I have several shrimp tanks, and honestly, they dont seem too excited about any of the foods Ive offered to them. Most of my tanks are heavily planted, especially with mosses. Can they find what they need to eat in an established tank with plenty of plant growth? I also keep almond leaf in there always and they seem to feed off it constantly. Any info is appreciated!


----------



## Squawkbert (Jan 3, 2007)

AFAIK, they can get by eating the microbes that decompose a hardwood leaf (oak, almond...) - but most shrimpers also supplement w/ a little (very little) algae wafer or sinking pellet from time to time.


----------



## JohnPaul (Aug 28, 2006)

Varig8 said:


> I have several shrimp tanks, and honestly, they dont seem too excited about any of the foods Ive offered to them. Most of my tanks are heavily planted, especially with mosses. Can they find what they need to eat in an established tank with plenty of plant growth? I also keep almond leaf in there always and they seem to feed off it constantly. Any info is appreciated!

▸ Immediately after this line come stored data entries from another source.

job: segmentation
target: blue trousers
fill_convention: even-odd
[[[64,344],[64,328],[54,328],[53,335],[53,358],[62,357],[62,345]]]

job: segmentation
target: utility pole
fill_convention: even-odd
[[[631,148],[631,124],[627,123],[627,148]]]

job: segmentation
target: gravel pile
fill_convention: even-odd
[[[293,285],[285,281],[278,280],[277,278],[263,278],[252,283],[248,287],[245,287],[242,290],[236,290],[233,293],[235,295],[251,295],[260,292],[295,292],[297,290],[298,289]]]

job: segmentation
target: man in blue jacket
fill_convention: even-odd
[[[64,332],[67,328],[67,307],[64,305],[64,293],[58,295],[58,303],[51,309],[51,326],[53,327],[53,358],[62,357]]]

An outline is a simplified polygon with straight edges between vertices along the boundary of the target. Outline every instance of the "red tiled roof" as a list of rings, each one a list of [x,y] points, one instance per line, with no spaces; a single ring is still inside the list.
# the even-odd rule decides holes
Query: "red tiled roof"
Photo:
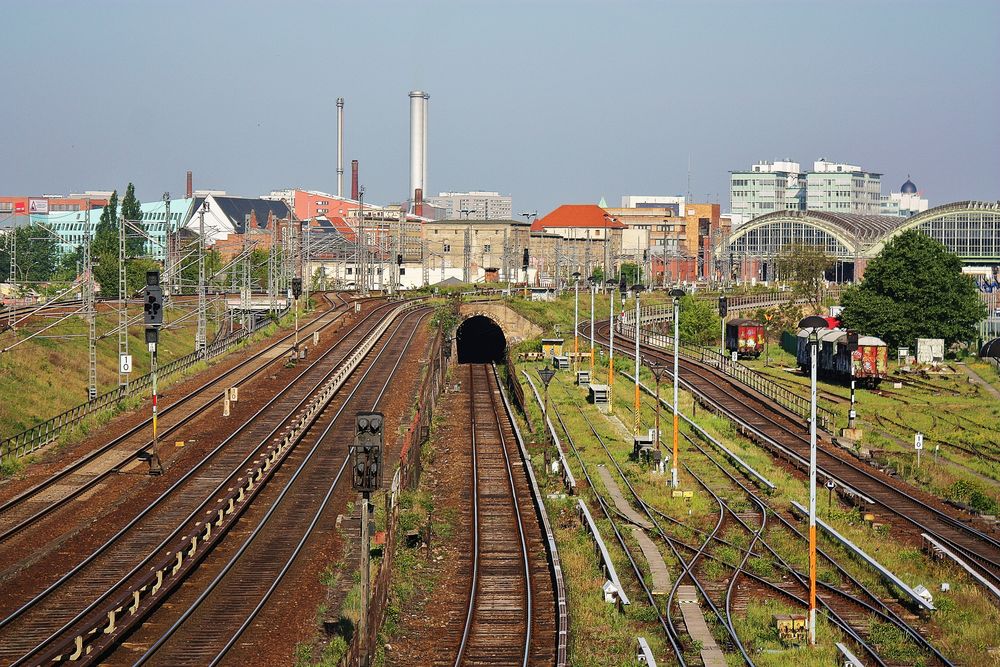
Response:
[[[563,204],[544,218],[531,224],[531,231],[541,232],[553,227],[604,227],[626,229],[627,225],[611,217],[604,219],[604,209],[596,204]]]

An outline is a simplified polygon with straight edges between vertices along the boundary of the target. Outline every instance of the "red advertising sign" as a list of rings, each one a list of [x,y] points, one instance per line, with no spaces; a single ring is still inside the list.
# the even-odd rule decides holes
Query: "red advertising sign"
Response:
[[[27,210],[28,203],[23,201],[14,202],[14,213],[24,213]]]

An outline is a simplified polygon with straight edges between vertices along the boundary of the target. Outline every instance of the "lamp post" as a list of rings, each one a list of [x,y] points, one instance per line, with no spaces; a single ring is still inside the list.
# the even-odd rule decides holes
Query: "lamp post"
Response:
[[[667,367],[665,365],[661,364],[661,363],[656,362],[656,361],[650,361],[649,362],[649,370],[652,371],[653,377],[656,379],[656,426],[654,428],[656,429],[656,451],[659,452],[659,451],[661,451],[661,448],[660,448],[660,379],[663,377],[663,371],[667,370]],[[677,399],[675,398],[674,401],[676,403]],[[676,441],[674,442],[674,460],[675,461],[677,460],[677,442]],[[663,456],[660,456],[660,472],[662,472],[662,471],[663,471]],[[677,479],[677,476],[676,476],[676,467],[674,468],[674,471],[675,471],[674,479],[676,480]],[[676,481],[674,483],[674,486],[677,486]]]
[[[594,298],[597,296],[597,281],[590,278],[590,382],[594,382]]]
[[[632,422],[632,437],[639,437],[639,411],[641,405],[639,403],[639,366],[642,363],[639,357],[639,292],[641,292],[644,287],[638,283],[632,285],[632,291],[635,292],[635,328],[632,330],[632,336],[635,338],[635,400],[632,403],[633,409],[633,422]]]
[[[611,389],[615,384],[615,281],[606,282],[608,291],[611,294],[611,305],[608,308],[610,314],[608,318],[608,414],[614,414],[615,402],[611,395]]]
[[[573,272],[573,372],[580,370],[580,272]]]
[[[549,382],[555,377],[556,372],[544,366],[538,370],[538,377],[542,379],[542,384],[544,385],[545,398],[543,399],[542,408],[542,428],[545,429],[545,441],[548,443],[549,447],[552,447],[552,433],[549,431]]]
[[[680,350],[680,321],[681,321],[681,297],[685,292],[682,289],[674,288],[670,290],[670,296],[674,300],[674,458],[670,460],[670,485],[677,488],[677,449],[678,438],[680,436],[680,411],[677,409],[678,394],[678,351]]]
[[[826,320],[810,315],[799,322],[809,330],[809,644],[816,645],[816,353]]]

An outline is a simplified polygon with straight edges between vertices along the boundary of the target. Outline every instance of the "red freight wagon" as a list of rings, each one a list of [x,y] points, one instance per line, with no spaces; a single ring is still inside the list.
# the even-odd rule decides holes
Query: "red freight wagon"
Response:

If you have a well-aged tank, then your shrimp will be fine eating all of the natural microfauna that grow on every surface in the tank. No need to feed them anything else at all unless you have reason to believe there are more shrimp in the tank than the tank is able to feed "naturally."

If the shrimp are show little to no interest in the food you are putting in, then they are eating plenty. Stop feeding anything, as all it will do is hurt water quality.


----------



## go9ma123 (Dec 22, 2007)

Here are some questions you need to think about.
What are you feeding?
Are you over feeding?
How many types of shrimp food do you have?

I feed 1 time per day.
I also have few different kinds of food.
I use hikari wafers, hikari, cusine, hikari crs food, tetra flake and shirakura.


----------



## emorsso (Aug 17, 2006)

Hi there,

Sometimes shrimps don't eat because of the water parameters or water conditions.
Do you dose heavily with fertilizer?

In a heavily planted tank, I would say shrimp food is more like a supplement to their diet.
Too much plant food won't make your shrimp grow or enhance their natural color.
Please avoid food that contains Copper, as this might kill the shrimps.

Just to add on, I have many tanks of various shrimps; each tank about 40 shrimps.
I feed daily with either Hayashi Red Bee Shrimp and Hayashi Breeding Diet on alternate days.

IMHO


----------



## fshfanatic (Aug 7, 2008)

I have a 29 planted RCS colony, I feed shirakura twice a week.


----------



## oblongshrimp (Aug 8, 2006)

Try adding a little food every few weeks as the populations grows (remove any uneaten within 6hrs). If they need the food they will eat the stuff you add. If they are not eating then there is sufficient biofilm in the tank to feed them.


----------